Getting the Last of the Gold: Hydraulic Mining
The gold fields of Alder Gulch and Last Chance Gulch were two of the biggest placer gold deposits in the world. Placer deposits consist of loose particles of gold mixed into topsoil, sand, and gravel. Placer gold is near the surface. The easiest way to get placer gold is to wash loads of sand/gravel/etc., the heavy gold particles sink while the lighter dirt and rock and sand particles wash out with the water. This is the method used when panning for gold. As well as when you use a sluice or rocker. In Montana, miners started out by digging the topsoil and running it through sluices. Eventually, however, all of the easy gold had been found. Prospectors either left, or turned to stronger methods of excavation, like hydraulicking.

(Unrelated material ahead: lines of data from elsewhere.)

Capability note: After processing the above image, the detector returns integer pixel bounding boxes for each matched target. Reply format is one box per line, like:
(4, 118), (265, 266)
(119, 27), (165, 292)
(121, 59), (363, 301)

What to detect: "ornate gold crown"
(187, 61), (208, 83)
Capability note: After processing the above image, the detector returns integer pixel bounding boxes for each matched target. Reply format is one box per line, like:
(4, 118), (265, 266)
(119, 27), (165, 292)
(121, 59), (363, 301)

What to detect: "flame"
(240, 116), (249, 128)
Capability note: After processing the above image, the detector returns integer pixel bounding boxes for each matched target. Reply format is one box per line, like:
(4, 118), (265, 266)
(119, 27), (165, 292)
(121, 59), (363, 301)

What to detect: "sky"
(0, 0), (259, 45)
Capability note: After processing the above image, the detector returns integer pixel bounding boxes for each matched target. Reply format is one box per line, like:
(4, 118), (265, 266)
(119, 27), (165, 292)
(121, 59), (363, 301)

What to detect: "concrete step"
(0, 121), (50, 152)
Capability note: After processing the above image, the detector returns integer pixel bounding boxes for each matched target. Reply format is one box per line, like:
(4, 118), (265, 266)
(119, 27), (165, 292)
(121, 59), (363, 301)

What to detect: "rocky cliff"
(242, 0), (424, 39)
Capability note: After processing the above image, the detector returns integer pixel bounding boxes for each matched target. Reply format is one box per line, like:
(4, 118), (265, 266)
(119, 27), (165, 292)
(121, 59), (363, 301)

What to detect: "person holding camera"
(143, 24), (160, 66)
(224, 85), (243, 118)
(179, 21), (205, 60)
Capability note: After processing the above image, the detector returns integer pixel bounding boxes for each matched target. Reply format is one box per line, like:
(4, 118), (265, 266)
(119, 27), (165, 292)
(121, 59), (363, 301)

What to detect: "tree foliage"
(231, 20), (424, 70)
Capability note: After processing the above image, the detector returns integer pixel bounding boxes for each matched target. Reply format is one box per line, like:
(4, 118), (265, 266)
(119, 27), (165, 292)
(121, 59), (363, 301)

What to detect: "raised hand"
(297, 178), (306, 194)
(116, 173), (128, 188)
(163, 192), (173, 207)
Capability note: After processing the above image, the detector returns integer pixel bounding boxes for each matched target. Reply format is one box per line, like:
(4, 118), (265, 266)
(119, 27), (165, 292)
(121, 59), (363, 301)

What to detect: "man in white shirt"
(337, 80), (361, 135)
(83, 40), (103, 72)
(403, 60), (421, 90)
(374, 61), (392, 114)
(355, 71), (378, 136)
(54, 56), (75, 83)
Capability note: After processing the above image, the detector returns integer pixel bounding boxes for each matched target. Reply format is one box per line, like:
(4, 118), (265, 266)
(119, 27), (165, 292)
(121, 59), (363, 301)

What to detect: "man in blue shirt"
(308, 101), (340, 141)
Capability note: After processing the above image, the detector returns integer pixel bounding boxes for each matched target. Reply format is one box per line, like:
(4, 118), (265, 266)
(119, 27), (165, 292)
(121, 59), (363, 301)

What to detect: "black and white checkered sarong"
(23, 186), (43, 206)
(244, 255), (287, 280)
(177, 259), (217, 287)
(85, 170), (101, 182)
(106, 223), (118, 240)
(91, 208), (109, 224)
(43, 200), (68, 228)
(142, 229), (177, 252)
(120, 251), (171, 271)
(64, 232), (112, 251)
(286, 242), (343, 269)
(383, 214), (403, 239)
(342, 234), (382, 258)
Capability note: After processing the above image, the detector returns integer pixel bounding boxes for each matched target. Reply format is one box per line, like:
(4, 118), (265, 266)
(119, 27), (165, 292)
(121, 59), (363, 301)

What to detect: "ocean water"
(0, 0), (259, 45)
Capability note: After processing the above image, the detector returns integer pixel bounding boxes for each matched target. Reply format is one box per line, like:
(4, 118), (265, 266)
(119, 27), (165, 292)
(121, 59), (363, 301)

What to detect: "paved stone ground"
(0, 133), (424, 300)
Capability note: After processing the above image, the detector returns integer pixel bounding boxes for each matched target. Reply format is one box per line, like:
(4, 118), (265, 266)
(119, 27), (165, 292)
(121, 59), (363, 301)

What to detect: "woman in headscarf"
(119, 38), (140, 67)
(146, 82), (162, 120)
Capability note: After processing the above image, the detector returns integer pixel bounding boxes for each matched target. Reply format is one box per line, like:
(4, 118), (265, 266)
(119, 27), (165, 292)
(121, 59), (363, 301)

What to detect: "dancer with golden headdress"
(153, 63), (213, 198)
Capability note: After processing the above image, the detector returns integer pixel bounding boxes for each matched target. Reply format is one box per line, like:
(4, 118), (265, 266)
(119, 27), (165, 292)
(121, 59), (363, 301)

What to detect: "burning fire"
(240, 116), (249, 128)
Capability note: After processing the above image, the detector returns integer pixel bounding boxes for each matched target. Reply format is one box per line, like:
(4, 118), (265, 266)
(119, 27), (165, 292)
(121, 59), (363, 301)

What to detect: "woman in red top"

In hydraulicking, miners would blast hillsides with water, causing high-speed erosion, like a pressure washer. They would direct the slurry of water and dirt through huge sluices. The gold would sink to the bottom and the water and dirt (tailings) would usually get dumped into the nearest creek. Hydraulicking was much more efficient than digging and hauling, but it was really bad for the environment. It was, after all, high-speed mass erosion. Hydraulicking tore apart entire hills, stripping them of topsoil and vegetation. Hydraulicked land was not good for anything else. The tailings-the sand and gravel left over-were either just dumped, leaving giant piles of waste to mar the countryside, or were dumped into streams. That much sediment in the water caused the streams to change course, shift direction, or flood unpredictably. Hydraulicking in the mountains could bury valleys in unusable tailings. The farmers of the Sacramento Valley actually sued miners on the basis that hydraulicking was ruining their farms. In Montana, you can still see evidence of extensive hydraulicking around both Bannack and Virginia City, as well as many of the other mining ghost towns in Southwest Montana.